Tuesday, December 7, 2004

NY Times: 20 years of strings

David Goss has pointed out to me a big, two-page article in the Science section of the New York Times.



http://www.nytimes.com/ ... 07stri.html



A shorter version of this article by Dennis Overbye has appeared in the International Herald Tribune:



http://www.rednova.com/ ...

http://www.iht.com/ ... string.html



It was written by Dennis Overbye who is already an experienced string theory writer - and I must say that this article looks much better to me than the articles in the Time magazine or the Science magazine that appeared recently.



Overbye starts with a cute story from Aspen, Colorado, in 1984 - a story I've heard from John Schwarz, and it's good that someone finally used it in a popular article. The first public announcement of the Green-Schwarz anomaly cancellation - the discovery that started the first superstring revolution - was a theater play. John Schwarz entered the stage as a madman who was babbling about having discovered a theory capable to explain everything, and he was carried away by several men in white suites. People were laughing because they did not realize at that point that there would be at least 20 years in which the madman will be proved increasingly right by hundreds or maybe thousands of similar madmen.



It is a good article because it not only summarizes the right discoveries, but it chooses the right, important ideas and the right people. By the right people I mostly mean the leaders, of course, such as Strominger, Vafa, Schwarz, Witten, Polchinski, Gross, Shenker, Greene, and others - and all of them have interesting things to say. The article focuses on the important insights found during the last 20 years, and does not go into recent semi-religious speculations.
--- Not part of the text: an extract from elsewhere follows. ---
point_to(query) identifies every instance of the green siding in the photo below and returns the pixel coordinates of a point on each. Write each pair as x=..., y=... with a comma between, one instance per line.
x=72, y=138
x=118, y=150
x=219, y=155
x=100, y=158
The conjectured huge number of solutions predicted by string theory is referred to as a possible problem which is what it always has been - instead of an opportunity to compete with the quasi-theories about Gods and Aliens, as other articles argued.



Some details mentioned in the article

  • Holography (Bousso, Maldacena) and space as an illusion

  • Kaluza-Klein theory and extra dimensions - and music of strings

  • String theory is a 21st century science that accidentally fell into the 20th century, and therefore we will need 22nd century mathematics to solve it (I did not know the punch line!) ;-)
  • Gross says that the research in string theory feels like if we were doing experiments
  • Strominger says that 20 years ago no one could predict where string theory would develop in the following 20 years - how it would affect other fields in science
  • We are as far from finishing the theory of everything as ever

  • The Veneziano amplitude and the strong interactions at the beginning

  • The Schwarz-Scherk interpretation of string theory as quantum gravity
  • M-theory and the braneworlds
  • Strominger-Vafa black hole entropy calculation as the most important single calculation in string theory, as Brian Greene puts it
  • Cosmological implications of string theory, cosmic strings (Polchinski) and other signals (Greene)
  • The LHC and the meaning of a possible discovery of supersymmetry

The article also includes an appropriate portion of a text about loop quantum gravity - a few percent. The most relevant recent discovery in loop quantum gravity was done, according to the article, by Vafa, Neitzke, Gukov, and Dijkgraaf, and Cumrun explains that if loop quantum gravity is correct, it must be a part of string theory. I am sure that our loop quantum gravity colleagues will agree wholeheartedly. ;-)



Overbye compares the relation between string theory and loop quantum gravity to the rivalry between the Windows and the Apples. Although I am a Windows fan, it does not seem as the most appropriate comparison because Apples work after all, and they are able to do all things expected from a computer - for example they can sum up diagrams that give you a scattering amplitude, at least in the perturbative expansion. That's not the case of loop quantum gravity. A better comparison could have been the rivalry between the USA and Cuba.



Lawrence Krauss, a cosmologist from Cleveland, is cited as a critic of string theory, calling string theory "a colossal failure", but otherwise I don't think that he has an interesting argument to offer. (Incidentally, Lawrence Krauss is the type of a cosmologist who believes that the most important task for high energy physicists is to identify which particles constitute dark matter, but as far as I see, it's not mentioned in the article.) Overbye compensates Krauss' inability to say a meaningful statement about string theory, and he at least explains that it is difficult to test string theory because the strings are so small.



I also liked the story at the end - Steve Shenker says that it would be great to prove string theory right. Brian Greene replies from the audience: "Would not it be great either way?" Steve responds: "Are you kidding me, Brian? How many years have you sweated on this?" Brian continued: "But if string theory is wrong, don't you want to know it, so that we can move on?" Well, Steve Shenker was forced to modify his original statement: "It would be great to have an answer; it would be even better if it's the right one."



Dennis Overbye has proved that he knows what he's talking about, at the popular level - the most bizarre formulation I noticed was the "violation of cause and effect" that Green and Schwarz also showed to be absent in string theory. I suppose it was a violation of causality - the relation between a cause and its effect - but at any rate, it is a bit confusing because their anomaly computation does not seem to deal with a violation of causality. Am I missing something?